Não conto as horas com medo de que o dia se deixe levar na corrente do tempo. Esqueço na mesa do pequeno-almoço qualquer relógio que se atreva a apressar-nos e deito-me de novo à cabeceira do inesperado, ao alcance da tua mão. Aqui a vida é diferente, sente-se palpável ainda que invisível, e pode atravessar-se a pé a distância massiva que vai de hoje até ao devir de todos os futuros. Aqui o sol é altruísta e põe-se tarde para permitir a esperança dos regressos e atrasar as partidas inevitáveis. Ouve-se a chuva por trás das vontades a acalmar o calor insistente do corpo e o raio que cai dos céus é tão determinado como o primeiro murmúrio do desejo, a voz que assenta terna sobre aquela canção que desagua na tua boca, a ideia útil que constróis na iminência de uma utopia. Não me canso nunca de te ouvir. Não me deixes ir. Não me acordes ainda, enquanto és sonho, irrealidade mais bonita.
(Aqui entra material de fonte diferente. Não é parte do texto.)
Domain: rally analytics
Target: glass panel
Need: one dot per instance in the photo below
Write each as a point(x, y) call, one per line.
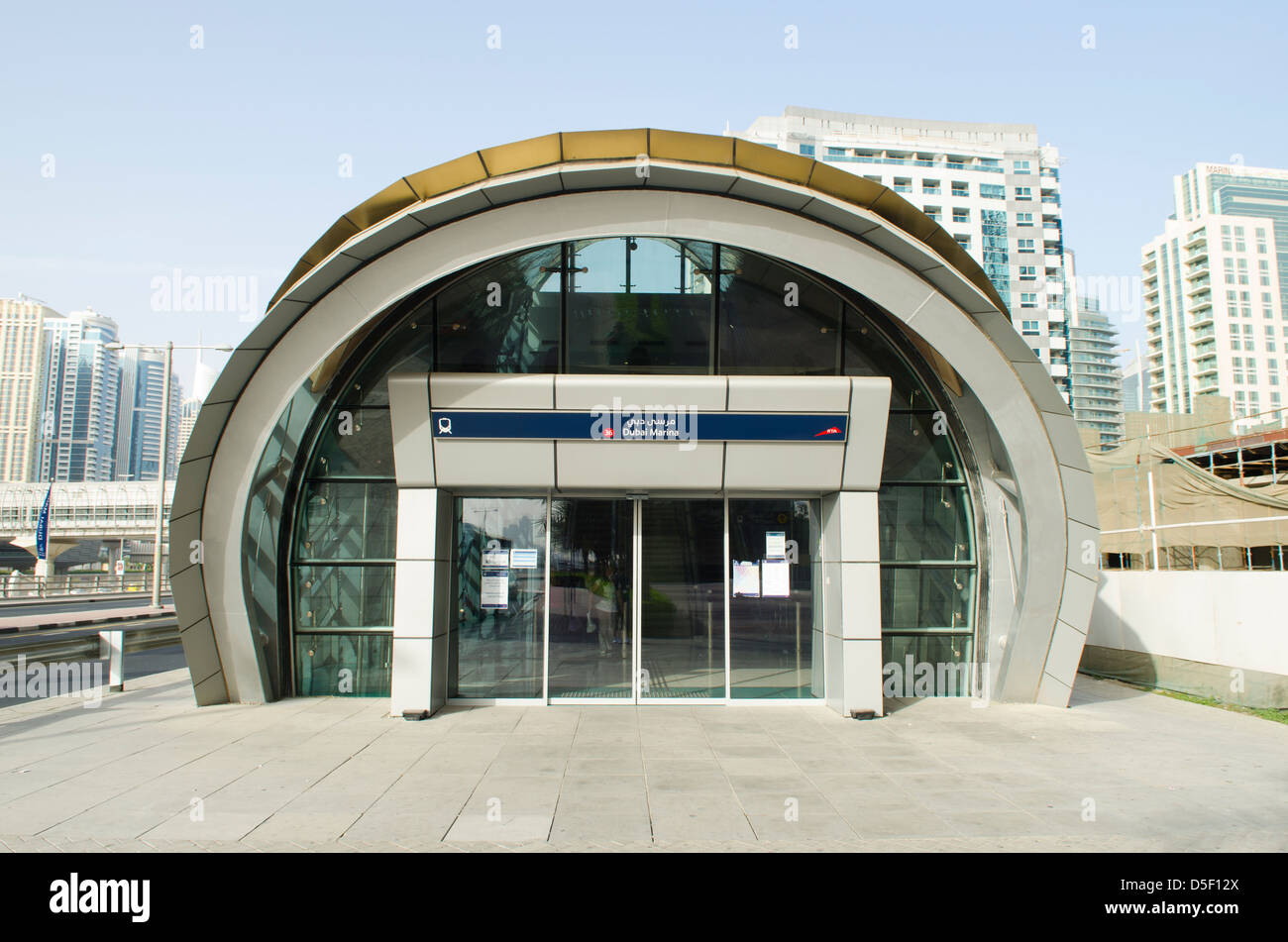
point(344, 596)
point(496, 646)
point(868, 353)
point(682, 592)
point(261, 571)
point(771, 636)
point(773, 319)
point(914, 452)
point(630, 312)
point(925, 597)
point(347, 520)
point(356, 443)
point(343, 665)
point(925, 523)
point(926, 665)
point(590, 597)
point(503, 318)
Aqui, adormeço e renasço com a serenidade de quem não precisaria de mais do que isto para uma noção concreta de felicidade. E é tão fácil fechar os olhos e não pensar, tão fácil deixar-me ir e nem olhar para trás. É tão fácil sentir, tão fácil acreditar. Tenho medo de saber o quanto poderia ser feliz contigo.